Head coach Rex Ryan attributed the success to Sanchez's work ethic, resulting in him being on point with his receivers. In particular, Ryan said on Monday in his press conference that the communication with wide receiver Braylon Edwards is noticeably better than last season. Edwards, who was acquired via a trade midway through last year, benefitted from a year in the offense and being in training camp with the team this past summer.
"We're all on the same page," Ryan said of Sanchez and his receivers.
The development of Sanchez from year one as a frightened rookie into a poised veteran is clear to his head coach.
"I think without question he's got a great grasp of our offense, his offense," Ryan said. "He's got much more confidence in himself and his receivers."
Last year, behind a run-heavy offense, the Jets asked Sanchez to play mistake free football as the team pushed through the end of the regular season and into the playoffs en route to the AFC Championship Game.

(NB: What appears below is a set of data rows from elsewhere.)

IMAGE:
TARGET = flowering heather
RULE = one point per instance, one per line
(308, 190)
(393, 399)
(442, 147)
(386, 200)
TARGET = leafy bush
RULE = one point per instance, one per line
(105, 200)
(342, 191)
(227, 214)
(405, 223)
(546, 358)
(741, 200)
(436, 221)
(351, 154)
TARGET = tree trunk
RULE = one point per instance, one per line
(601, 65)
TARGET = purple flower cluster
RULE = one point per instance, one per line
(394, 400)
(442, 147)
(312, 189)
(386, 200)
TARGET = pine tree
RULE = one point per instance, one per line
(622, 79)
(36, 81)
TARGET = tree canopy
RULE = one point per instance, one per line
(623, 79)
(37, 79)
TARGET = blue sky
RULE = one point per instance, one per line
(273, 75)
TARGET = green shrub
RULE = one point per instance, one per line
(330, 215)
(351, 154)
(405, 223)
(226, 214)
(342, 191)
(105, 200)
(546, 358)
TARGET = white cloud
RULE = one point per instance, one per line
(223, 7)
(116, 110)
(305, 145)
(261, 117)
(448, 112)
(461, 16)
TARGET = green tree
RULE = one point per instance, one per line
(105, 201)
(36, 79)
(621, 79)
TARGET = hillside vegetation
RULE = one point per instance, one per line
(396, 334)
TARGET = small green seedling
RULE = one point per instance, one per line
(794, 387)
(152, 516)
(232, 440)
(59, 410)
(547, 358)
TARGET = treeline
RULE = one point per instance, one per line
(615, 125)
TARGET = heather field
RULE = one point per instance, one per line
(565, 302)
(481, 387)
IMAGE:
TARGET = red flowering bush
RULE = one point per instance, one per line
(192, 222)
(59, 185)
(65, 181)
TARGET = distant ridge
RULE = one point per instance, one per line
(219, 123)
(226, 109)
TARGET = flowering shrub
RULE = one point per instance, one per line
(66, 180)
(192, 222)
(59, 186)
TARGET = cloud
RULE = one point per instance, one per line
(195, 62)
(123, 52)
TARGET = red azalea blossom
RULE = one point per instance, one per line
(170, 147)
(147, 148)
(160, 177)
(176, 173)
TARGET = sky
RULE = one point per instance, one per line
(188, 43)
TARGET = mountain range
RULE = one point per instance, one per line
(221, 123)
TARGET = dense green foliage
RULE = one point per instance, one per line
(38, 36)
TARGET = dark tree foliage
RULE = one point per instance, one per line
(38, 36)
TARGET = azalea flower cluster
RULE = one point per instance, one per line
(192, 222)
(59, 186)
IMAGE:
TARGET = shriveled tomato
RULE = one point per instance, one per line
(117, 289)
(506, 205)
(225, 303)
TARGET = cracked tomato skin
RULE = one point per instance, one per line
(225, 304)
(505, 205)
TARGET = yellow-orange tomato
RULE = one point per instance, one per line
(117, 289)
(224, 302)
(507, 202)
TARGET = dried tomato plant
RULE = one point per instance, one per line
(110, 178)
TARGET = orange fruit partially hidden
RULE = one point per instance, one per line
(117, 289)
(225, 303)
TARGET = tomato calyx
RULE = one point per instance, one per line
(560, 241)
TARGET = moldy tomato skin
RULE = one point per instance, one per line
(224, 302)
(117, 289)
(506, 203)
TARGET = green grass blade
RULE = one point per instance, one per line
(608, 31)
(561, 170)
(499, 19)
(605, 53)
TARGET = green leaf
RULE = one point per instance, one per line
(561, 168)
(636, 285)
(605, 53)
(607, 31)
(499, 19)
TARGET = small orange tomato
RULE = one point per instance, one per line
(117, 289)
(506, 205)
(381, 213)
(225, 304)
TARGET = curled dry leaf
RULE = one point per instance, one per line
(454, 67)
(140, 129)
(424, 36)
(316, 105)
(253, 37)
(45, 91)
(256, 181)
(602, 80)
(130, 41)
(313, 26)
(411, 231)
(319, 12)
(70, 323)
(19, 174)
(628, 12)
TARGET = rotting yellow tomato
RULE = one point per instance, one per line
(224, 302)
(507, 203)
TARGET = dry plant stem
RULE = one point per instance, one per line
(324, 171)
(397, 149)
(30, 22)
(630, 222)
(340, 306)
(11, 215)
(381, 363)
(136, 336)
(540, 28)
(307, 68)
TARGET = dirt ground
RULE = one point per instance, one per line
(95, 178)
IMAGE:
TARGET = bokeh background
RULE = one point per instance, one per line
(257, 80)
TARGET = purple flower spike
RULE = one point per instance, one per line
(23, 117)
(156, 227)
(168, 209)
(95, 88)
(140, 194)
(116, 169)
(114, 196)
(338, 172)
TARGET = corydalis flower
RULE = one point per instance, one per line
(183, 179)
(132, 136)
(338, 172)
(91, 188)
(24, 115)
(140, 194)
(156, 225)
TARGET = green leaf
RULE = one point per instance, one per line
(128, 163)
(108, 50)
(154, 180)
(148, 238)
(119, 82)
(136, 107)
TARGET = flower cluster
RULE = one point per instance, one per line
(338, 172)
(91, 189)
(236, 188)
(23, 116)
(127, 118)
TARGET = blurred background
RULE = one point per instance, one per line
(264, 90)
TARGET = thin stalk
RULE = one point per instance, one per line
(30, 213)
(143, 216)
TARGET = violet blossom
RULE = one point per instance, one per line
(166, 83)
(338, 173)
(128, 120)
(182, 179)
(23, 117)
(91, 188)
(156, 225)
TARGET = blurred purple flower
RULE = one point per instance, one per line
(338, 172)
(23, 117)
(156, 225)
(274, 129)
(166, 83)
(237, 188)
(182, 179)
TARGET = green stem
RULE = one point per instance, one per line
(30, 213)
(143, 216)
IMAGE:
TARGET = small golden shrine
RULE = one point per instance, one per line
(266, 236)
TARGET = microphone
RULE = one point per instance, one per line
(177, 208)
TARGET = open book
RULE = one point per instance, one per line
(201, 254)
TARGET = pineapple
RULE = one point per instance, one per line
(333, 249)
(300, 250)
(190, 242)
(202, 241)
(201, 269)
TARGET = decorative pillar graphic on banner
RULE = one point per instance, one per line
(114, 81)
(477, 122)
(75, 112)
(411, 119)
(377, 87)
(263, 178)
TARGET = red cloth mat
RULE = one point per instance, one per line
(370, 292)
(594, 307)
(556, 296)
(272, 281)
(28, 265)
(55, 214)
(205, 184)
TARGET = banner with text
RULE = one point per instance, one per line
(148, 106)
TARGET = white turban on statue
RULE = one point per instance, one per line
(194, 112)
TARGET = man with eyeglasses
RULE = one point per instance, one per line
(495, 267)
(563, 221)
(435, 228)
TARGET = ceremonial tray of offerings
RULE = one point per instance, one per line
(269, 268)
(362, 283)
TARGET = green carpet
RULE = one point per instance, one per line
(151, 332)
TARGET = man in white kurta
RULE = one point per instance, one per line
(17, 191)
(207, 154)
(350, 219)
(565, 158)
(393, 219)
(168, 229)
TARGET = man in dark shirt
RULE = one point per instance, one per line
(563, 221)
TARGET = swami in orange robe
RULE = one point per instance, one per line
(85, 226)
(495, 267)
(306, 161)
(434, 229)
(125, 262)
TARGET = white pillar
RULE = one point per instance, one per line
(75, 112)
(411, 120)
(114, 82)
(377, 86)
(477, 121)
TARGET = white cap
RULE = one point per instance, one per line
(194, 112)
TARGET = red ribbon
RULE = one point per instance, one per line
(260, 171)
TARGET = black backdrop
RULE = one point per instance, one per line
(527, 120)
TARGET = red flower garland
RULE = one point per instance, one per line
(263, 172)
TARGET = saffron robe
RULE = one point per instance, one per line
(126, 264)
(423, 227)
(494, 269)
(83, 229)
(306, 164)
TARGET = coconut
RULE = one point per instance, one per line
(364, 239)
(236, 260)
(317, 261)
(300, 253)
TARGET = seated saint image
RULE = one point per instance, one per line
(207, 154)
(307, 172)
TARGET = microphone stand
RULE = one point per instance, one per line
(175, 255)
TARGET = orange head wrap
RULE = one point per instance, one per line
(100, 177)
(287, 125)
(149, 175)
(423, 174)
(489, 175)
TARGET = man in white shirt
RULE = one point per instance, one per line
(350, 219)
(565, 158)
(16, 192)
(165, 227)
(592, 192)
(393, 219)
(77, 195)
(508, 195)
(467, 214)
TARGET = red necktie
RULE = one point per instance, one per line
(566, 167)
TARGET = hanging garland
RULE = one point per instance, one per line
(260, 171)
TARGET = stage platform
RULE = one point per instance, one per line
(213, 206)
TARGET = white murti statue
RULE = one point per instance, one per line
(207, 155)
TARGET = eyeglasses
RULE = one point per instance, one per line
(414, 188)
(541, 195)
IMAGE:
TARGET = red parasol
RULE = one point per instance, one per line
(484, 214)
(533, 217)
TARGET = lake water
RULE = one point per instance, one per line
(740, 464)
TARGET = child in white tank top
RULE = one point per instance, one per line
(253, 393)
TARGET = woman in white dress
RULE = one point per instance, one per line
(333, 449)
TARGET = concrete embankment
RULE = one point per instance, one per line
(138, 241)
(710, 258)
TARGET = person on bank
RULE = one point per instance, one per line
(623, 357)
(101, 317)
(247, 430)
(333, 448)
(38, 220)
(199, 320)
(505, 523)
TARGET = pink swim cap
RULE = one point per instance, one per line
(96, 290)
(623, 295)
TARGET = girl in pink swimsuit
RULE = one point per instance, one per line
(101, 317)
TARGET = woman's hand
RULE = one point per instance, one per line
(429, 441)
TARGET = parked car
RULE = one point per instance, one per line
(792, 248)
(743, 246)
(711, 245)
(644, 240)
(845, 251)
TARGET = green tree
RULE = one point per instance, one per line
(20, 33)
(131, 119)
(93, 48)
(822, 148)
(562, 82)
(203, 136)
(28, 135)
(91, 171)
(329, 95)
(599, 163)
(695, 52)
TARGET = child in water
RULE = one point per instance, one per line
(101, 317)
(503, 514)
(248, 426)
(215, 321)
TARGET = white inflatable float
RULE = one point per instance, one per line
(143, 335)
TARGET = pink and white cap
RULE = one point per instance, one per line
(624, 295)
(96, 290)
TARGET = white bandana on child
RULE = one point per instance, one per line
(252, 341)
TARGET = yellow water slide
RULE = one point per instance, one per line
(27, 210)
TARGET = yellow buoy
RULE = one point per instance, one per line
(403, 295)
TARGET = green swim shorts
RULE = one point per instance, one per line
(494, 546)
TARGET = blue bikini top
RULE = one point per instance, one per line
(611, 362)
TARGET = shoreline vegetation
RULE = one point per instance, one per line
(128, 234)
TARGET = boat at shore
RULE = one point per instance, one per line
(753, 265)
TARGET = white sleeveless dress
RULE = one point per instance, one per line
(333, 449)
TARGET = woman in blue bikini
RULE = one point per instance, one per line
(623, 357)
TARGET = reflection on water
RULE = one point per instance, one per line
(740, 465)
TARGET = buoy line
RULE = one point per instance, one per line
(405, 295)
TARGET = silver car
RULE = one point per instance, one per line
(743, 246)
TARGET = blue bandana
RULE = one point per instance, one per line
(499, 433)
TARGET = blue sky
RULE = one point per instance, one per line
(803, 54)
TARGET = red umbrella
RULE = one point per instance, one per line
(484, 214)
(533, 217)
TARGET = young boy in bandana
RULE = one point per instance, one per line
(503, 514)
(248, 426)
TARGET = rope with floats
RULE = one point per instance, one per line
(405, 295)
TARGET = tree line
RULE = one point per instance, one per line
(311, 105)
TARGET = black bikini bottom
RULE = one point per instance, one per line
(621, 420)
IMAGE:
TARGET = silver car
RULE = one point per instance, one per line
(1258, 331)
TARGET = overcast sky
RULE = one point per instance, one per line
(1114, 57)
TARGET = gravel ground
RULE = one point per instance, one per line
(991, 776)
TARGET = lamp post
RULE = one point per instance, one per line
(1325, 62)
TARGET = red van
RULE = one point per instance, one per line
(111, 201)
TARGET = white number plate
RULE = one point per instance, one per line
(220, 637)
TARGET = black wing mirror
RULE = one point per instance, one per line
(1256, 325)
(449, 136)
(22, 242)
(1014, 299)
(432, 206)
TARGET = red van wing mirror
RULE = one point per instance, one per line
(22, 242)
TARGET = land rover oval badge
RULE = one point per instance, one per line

Fast forward to Sanchez's second season and the Jets are suddenly a team that is asking their quarterback to make plays.
"This year, you're keeping the defenses guessing," said tight end Dustin Keller.
The fact that the New York offense is capable of big plays is something that excites Keller, who doesn't expect to see the vaunted Jets defense consistently being called on to carry the offense any longer.
"Offensively, we don't want to be known as a team that just gets a couple field goals," Keller said.
Sanchez finished the Sunday night game against Miami an impressive 15-28 for 256 yards with three touchdowns.